In the source reading, we need to focus on the following two main lines.

    • static View is RDD, transformation and action
    • Dynamic View is the life of a job, each job is divided into multiple stages, each stage can contain more than one RDD and its transformation, How these stages are mapped into tasks is distributed into cluster
References (Reference)
    1. Introduction to Spark Internals http://files.meetup.com/3138542/dev-meetup-dec-2012.pptx
    2. Resilient distributed datasets:a fault-tolerant abstraction for in-memory Cluster Computing Https://www.usenix.org/syst Em/files/.../nsdi12-final138.pdf
    3. Lightning-fast Cluster Computing with Spark and Shark http://www.meetup.com/TriHUG/events/112474102/

Apache Spark Source 1--Spark paper reading notes

Contact Us

The content source of this page is from Internet, which doesn't represent Alibaba Cloud's opinion; products and services mentioned on that page don't have any relationship with Alibaba Cloud.

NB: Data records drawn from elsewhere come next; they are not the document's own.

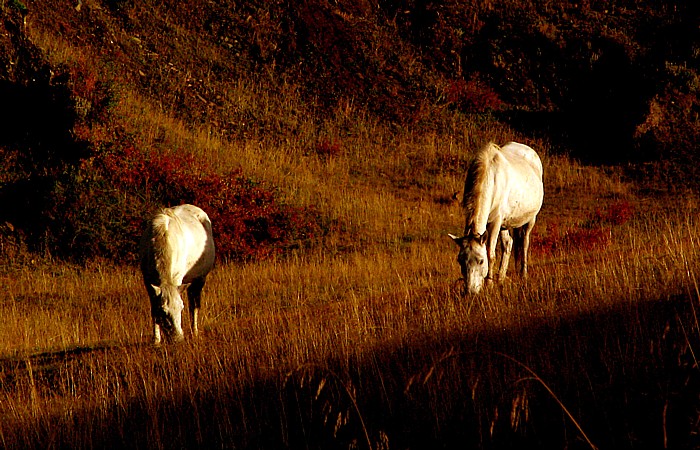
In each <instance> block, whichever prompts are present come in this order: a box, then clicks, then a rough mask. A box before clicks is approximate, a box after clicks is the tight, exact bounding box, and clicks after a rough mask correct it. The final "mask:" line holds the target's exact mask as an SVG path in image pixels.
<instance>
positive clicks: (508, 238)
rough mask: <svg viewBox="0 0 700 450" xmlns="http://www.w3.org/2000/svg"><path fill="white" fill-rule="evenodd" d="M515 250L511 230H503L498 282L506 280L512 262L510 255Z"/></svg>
mask: <svg viewBox="0 0 700 450" xmlns="http://www.w3.org/2000/svg"><path fill="white" fill-rule="evenodd" d="M512 250H513V238H512V237H511V235H510V231H509V230H501V268H500V269H499V271H498V280H499V281H503V280H505V279H506V272H507V271H508V263H509V262H510V253H511V251H512Z"/></svg>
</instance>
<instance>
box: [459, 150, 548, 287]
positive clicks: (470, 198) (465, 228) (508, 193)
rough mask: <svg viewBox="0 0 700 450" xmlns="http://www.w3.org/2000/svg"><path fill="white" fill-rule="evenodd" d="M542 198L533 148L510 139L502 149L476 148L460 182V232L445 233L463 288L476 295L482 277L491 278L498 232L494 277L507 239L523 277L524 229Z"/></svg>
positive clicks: (539, 177)
mask: <svg viewBox="0 0 700 450" xmlns="http://www.w3.org/2000/svg"><path fill="white" fill-rule="evenodd" d="M543 199H544V185H543V183H542V161H540V158H539V156H537V153H535V151H534V150H533V149H531V148H530V147H528V146H527V145H523V144H518V143H516V142H510V143H508V144H506V145H505V146H503V147H502V148H499V147H498V146H497V145H495V144H493V143H489V144H488V145H487V146H486V147H484V149H482V150H481V152H480V153H479V154H478V155H477V157H476V159H475V160H474V162H473V163H472V164H471V166H470V167H469V170H468V171H467V179H466V181H465V184H464V198H463V200H462V206H463V207H464V209H465V211H466V216H467V220H466V225H465V227H464V236H462V237H457V236H454V235H452V234H450V235H449V236H450V237H451V238H452V239H453V240H454V241H455V242H456V243H457V245H458V246H459V255H458V256H457V261H458V262H459V265H460V266H461V270H462V276H463V277H464V280H465V283H466V289H467V292H469V293H470V294H476V293H478V292H480V291H481V288H482V286H483V284H484V280H486V282H487V283H489V282H490V281H491V280H493V278H494V271H495V269H494V266H495V258H496V243H497V242H498V238H499V236H500V238H501V249H502V256H501V265H500V270H499V273H498V279H499V280H503V279H505V276H506V271H507V270H508V261H509V259H510V253H511V250H513V240H514V239H513V238H515V260H516V266H517V268H518V269H519V271H520V274H521V275H522V276H523V277H526V276H527V253H528V249H529V246H530V233H531V232H532V228H533V227H534V225H535V221H536V219H537V214H538V213H539V211H540V208H541V207H542V200H543ZM511 232H512V233H513V236H511Z"/></svg>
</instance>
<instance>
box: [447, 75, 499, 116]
mask: <svg viewBox="0 0 700 450" xmlns="http://www.w3.org/2000/svg"><path fill="white" fill-rule="evenodd" d="M447 101H448V102H449V103H450V104H451V105H454V106H455V107H456V108H457V109H460V110H462V111H466V112H477V113H480V112H486V111H489V110H498V109H501V107H502V106H503V102H502V101H501V99H500V98H499V97H498V94H496V92H495V91H494V90H493V89H492V88H491V87H490V86H489V85H488V84H486V83H483V82H481V81H479V80H478V79H477V78H476V77H475V78H472V79H471V80H469V81H465V80H464V79H459V80H455V81H453V82H451V83H450V86H449V88H448V89H447Z"/></svg>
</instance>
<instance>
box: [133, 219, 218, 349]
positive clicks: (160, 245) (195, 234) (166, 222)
mask: <svg viewBox="0 0 700 450" xmlns="http://www.w3.org/2000/svg"><path fill="white" fill-rule="evenodd" d="M214 253H215V252H214V239H213V237H212V232H211V222H210V221H209V216H207V213H205V212H204V211H202V210H201V209H200V208H198V207H196V206H192V205H180V206H176V207H174V208H164V209H162V210H161V211H160V212H158V213H157V214H156V215H155V216H154V217H153V218H152V219H151V220H150V222H149V224H148V227H147V228H146V230H145V231H144V233H143V237H142V238H141V247H140V257H141V272H142V274H143V283H144V285H145V286H146V291H148V296H149V297H150V299H151V317H152V318H153V325H154V331H153V341H154V343H155V344H156V345H158V344H160V340H161V330H162V331H163V332H164V333H165V337H166V338H169V339H170V340H172V341H175V342H178V341H182V340H183V339H184V334H183V332H182V310H183V309H184V307H185V305H184V303H183V301H182V297H181V296H180V294H181V292H182V289H183V288H185V287H186V288H187V298H188V300H189V307H190V317H191V319H192V333H193V334H194V335H195V336H196V335H197V334H198V332H199V330H198V328H197V315H198V313H199V307H200V304H201V295H202V288H203V287H204V282H205V281H206V277H207V274H209V272H210V271H211V269H212V267H213V266H214Z"/></svg>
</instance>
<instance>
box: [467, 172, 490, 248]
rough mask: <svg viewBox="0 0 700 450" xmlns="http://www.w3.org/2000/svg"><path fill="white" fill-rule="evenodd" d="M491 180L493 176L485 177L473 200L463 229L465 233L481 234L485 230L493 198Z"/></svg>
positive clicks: (483, 231)
mask: <svg viewBox="0 0 700 450" xmlns="http://www.w3.org/2000/svg"><path fill="white" fill-rule="evenodd" d="M489 175H490V174H489ZM491 180H493V178H492V177H490V176H488V177H487V178H486V180H485V183H484V185H483V186H482V189H481V190H480V192H479V195H478V197H477V198H476V199H475V201H474V204H473V209H472V211H470V212H469V216H468V218H467V224H466V227H465V229H464V234H465V235H467V234H478V235H482V234H484V233H485V232H486V227H487V225H488V222H489V216H490V215H491V211H492V210H493V199H494V195H495V189H496V187H495V186H494V184H493V182H492V181H491Z"/></svg>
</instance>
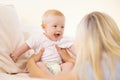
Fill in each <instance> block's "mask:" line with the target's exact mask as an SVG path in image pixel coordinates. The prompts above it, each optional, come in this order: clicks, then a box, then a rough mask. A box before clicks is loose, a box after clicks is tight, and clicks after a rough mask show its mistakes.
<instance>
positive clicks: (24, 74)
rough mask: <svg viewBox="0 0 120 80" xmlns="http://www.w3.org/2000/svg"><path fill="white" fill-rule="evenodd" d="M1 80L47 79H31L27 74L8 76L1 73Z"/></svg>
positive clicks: (29, 79) (38, 78) (0, 76)
mask: <svg viewBox="0 0 120 80" xmlns="http://www.w3.org/2000/svg"><path fill="white" fill-rule="evenodd" d="M0 80H46V79H40V78H31V77H29V76H28V74H27V73H19V74H16V75H15V74H14V75H13V74H12V75H11V74H6V73H0Z"/></svg>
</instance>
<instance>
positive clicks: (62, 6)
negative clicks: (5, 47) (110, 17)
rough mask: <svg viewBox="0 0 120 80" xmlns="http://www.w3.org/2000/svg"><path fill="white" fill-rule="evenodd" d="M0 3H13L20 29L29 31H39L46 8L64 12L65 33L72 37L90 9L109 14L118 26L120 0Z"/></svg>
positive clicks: (1, 2)
mask: <svg viewBox="0 0 120 80" xmlns="http://www.w3.org/2000/svg"><path fill="white" fill-rule="evenodd" d="M0 4H13V5H14V6H15V8H16V10H17V13H18V16H19V19H20V20H21V24H22V25H23V27H22V29H23V30H24V31H28V32H30V33H36V32H38V31H39V28H40V25H41V17H42V14H43V13H44V11H46V10H47V9H58V10H60V11H61V12H63V13H64V14H65V16H66V29H65V35H68V36H72V37H74V35H75V30H76V26H77V24H78V22H79V21H80V20H81V18H82V17H83V16H84V15H85V14H87V13H89V12H92V11H102V12H105V13H107V14H109V15H110V16H112V17H113V19H114V20H115V21H116V22H117V24H118V26H119V27H120V9H119V8H120V0H0Z"/></svg>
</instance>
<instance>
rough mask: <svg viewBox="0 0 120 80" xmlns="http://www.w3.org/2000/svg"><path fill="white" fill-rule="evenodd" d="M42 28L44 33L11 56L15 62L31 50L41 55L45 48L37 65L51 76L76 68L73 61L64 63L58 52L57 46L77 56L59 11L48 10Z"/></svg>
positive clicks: (63, 15)
mask: <svg viewBox="0 0 120 80" xmlns="http://www.w3.org/2000/svg"><path fill="white" fill-rule="evenodd" d="M41 26H42V28H43V30H44V32H43V33H42V34H38V35H36V36H32V37H30V38H29V39H28V40H27V41H26V42H25V43H24V44H23V45H22V46H21V47H20V48H18V49H17V50H15V51H14V52H13V53H11V54H10V57H11V58H12V60H13V61H14V62H16V61H17V59H18V57H19V56H20V55H22V54H23V53H24V52H26V51H27V50H29V49H33V50H34V51H35V53H39V51H40V49H42V48H44V49H45V50H44V53H43V54H42V56H41V59H40V61H39V62H38V63H37V65H38V66H39V67H40V68H42V70H43V71H45V72H46V73H47V74H49V75H53V74H58V73H59V72H61V71H62V72H68V71H70V70H71V68H72V67H73V66H74V60H75V59H74V58H73V60H72V61H69V60H68V61H63V59H62V57H61V56H60V54H59V53H58V52H57V50H56V47H55V46H56V45H57V46H59V47H61V48H67V49H68V51H70V52H71V53H72V54H75V49H74V46H73V44H74V42H73V40H72V39H70V38H68V37H64V36H63V33H64V27H65V16H64V15H63V13H61V12H60V11H58V10H54V9H53V10H48V11H46V12H45V13H44V15H43V17H42V25H41Z"/></svg>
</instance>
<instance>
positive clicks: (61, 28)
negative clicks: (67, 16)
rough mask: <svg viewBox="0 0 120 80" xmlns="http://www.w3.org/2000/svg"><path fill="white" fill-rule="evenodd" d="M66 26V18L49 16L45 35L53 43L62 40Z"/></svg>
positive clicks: (46, 24)
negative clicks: (50, 39) (61, 39)
mask: <svg viewBox="0 0 120 80" xmlns="http://www.w3.org/2000/svg"><path fill="white" fill-rule="evenodd" d="M64 24H65V18H64V16H56V15H50V16H48V18H47V21H46V24H45V27H44V30H45V35H46V36H47V37H48V38H49V39H51V40H53V41H57V40H60V39H61V38H62V37H63V33H64Z"/></svg>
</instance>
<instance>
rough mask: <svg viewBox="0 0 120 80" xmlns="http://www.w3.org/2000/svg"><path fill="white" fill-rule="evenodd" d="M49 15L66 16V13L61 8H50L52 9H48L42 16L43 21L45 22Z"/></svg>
mask: <svg viewBox="0 0 120 80" xmlns="http://www.w3.org/2000/svg"><path fill="white" fill-rule="evenodd" d="M49 15H55V16H63V17H64V14H63V13H62V12H60V11H59V10H56V9H50V10H47V11H46V12H45V13H44V14H43V16H42V23H43V24H44V23H45V22H46V19H47V17H48V16H49Z"/></svg>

If the content of the page makes you feel confusing, please write us an email, we will handle the problem within 5 days after receiving your email.

If you find any instances of plagiarism from the community, please send an email to: info-contact@alibabacloud.com and provide relevant evidence. A staff member will contact you within 5 working days.

A Free Trial That Lets You Build Big!

Start building with 50+ products and up to 12 months usage for Elastic Compute Service

  • Sales Support

    1 on 1 presale consultation

  • After-Sales Support

    24/7 Technical Support 6 Free Tickets per Quarter Faster Response

  • Alibaba Cloud offers highly flexible support services tailored to meet your exact needs.